Die Corona-Beschränkungen führen zur – oft nicht ganz freiwilligen – Rückbesinnung aufs eigene Heim. In diesem Zusammenhang lernten wir den treffenden Begriff „CorCooning“ kennen. Das bringt mich bei der Lektüre der Fachpresse heute früh zur Frage des Tages:

Was haben Wohnhäuser und Werbeanzeigen gemeinsam?

Nun, bei beiden kommt es darauf an, den vorhandenen Raum gekonnt zu nutzen. So wie ein stilsicher eingerichtetes Heim einladend auf Besucher wirkt, so kann ein gut gestaltetes Inserat die Betrachter überzeugen. Dabei ist es für den harmonischen Gesamteindruck jeweils unerheblich, wie viel Fläche zur Verfügung steht.
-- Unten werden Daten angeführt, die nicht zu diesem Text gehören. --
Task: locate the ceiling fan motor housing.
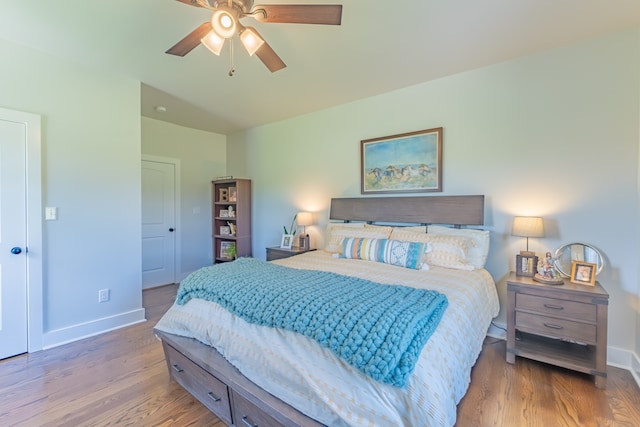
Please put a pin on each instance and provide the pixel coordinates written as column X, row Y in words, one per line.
column 243, row 6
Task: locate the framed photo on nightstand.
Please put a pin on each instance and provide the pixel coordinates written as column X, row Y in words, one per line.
column 526, row 265
column 583, row 273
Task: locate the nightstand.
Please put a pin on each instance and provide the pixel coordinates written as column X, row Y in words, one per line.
column 279, row 253
column 563, row 325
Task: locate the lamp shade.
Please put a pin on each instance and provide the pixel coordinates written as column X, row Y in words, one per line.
column 304, row 218
column 213, row 42
column 223, row 23
column 528, row 226
column 251, row 40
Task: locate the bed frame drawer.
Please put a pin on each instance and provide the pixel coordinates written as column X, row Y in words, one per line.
column 246, row 414
column 210, row 391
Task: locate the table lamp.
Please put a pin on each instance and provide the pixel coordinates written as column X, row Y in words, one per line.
column 527, row 226
column 304, row 219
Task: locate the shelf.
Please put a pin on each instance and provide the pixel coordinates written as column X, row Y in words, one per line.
column 558, row 352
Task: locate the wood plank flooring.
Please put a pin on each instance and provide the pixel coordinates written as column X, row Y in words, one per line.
column 120, row 379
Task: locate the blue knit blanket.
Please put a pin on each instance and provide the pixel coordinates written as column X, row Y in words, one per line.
column 379, row 329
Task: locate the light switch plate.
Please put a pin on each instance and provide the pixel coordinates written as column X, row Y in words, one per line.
column 50, row 213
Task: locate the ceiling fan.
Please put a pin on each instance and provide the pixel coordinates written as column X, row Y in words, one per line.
column 225, row 23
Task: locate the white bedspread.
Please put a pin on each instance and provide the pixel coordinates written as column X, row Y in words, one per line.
column 313, row 380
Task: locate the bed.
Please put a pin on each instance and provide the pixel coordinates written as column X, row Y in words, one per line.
column 252, row 375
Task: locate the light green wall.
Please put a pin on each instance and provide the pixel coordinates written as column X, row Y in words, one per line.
column 554, row 134
column 91, row 173
column 202, row 157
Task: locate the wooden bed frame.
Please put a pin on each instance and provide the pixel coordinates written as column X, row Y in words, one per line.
column 231, row 396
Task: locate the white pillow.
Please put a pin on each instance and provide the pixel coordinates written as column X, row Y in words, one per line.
column 477, row 251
Ob „Tiny House“ oder 200 qm-Villa – die jeweilige Gestaltung sollte den räumlichen Rahmenbedingungen folgen. Sicher kennen Sie das Phänomen: Je mehr Stauraum zur Verfügung steht, desto größer die Verlockung, das üppig vorhandene Terrain großzügig zu füllen (das berühmt-berüchtigte „Keller-/Speicher-/Garagen-Paradoxon“). Drastisch formuliert; je größer der Raum, desto höher auch das Risiko der Überfrachtung. Begrenzte Abmessungen zwingen zur Beschränkung auf das Notwendigste. Der „Worst Case“ tritt dann ein, wenn kleine Flächen mit zu vielen verschiedenen Elementen überfrachtet werden.

Lassen Sie uns vor diesem Hintergrund die Anzeigen der Woche betrachten, die jeweils mit relativ wenig Raum auskommen müssen, entnommen aus der Food-Fachpresse; genauer: dem Länderreport Spanien aus der aktuellen Lebensmittel Zeitung vom 20.11.2020.
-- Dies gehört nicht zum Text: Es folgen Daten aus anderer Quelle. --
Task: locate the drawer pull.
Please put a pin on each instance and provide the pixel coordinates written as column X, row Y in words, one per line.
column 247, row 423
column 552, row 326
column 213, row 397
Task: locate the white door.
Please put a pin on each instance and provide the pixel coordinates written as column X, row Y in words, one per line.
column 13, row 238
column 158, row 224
Beginnen wir mit zwei Beispielen dafür, wie auf einer halben oder drittel Seite Marken, Produkte und Botschaften signalstark, klar erkennbar, und schnell verständlich kommuniziert werden:

Halbe Seite, (fast) voll genutzt:
Klare Gestaltung, prägnante Produktabbildungen und ein Siegel.
Frage: Wo ist der USP?
Quelle: Lebensmittel Zeitung
Marke und Produkte klar identifizierbar;
der Text ist auf relevanten Inhalt beschränkt.
Wirksames Drittelformat von Campofrio.
Quelle: Lebensmittel Zeitung

Sicher, auch diese Inserate könnten noch optimiert werden. Eine Botschaft dazu, warum die betrachtenden Handelsmanager die Albali-Weine listen sollten, wäre hilfreich. Das Siegel alleine ist dafür nicht ausreichend. Die Campofrio-Anzeige wäre nicht weniger überzeugend, hätte der Gestalter jeweils nur eine Produktpackung abgebildet. Dennoch: in Sachen Klarheit und der Erkennbarkeit von Markensymbolen sind diese beiden Kleinformate durchaus gelungen.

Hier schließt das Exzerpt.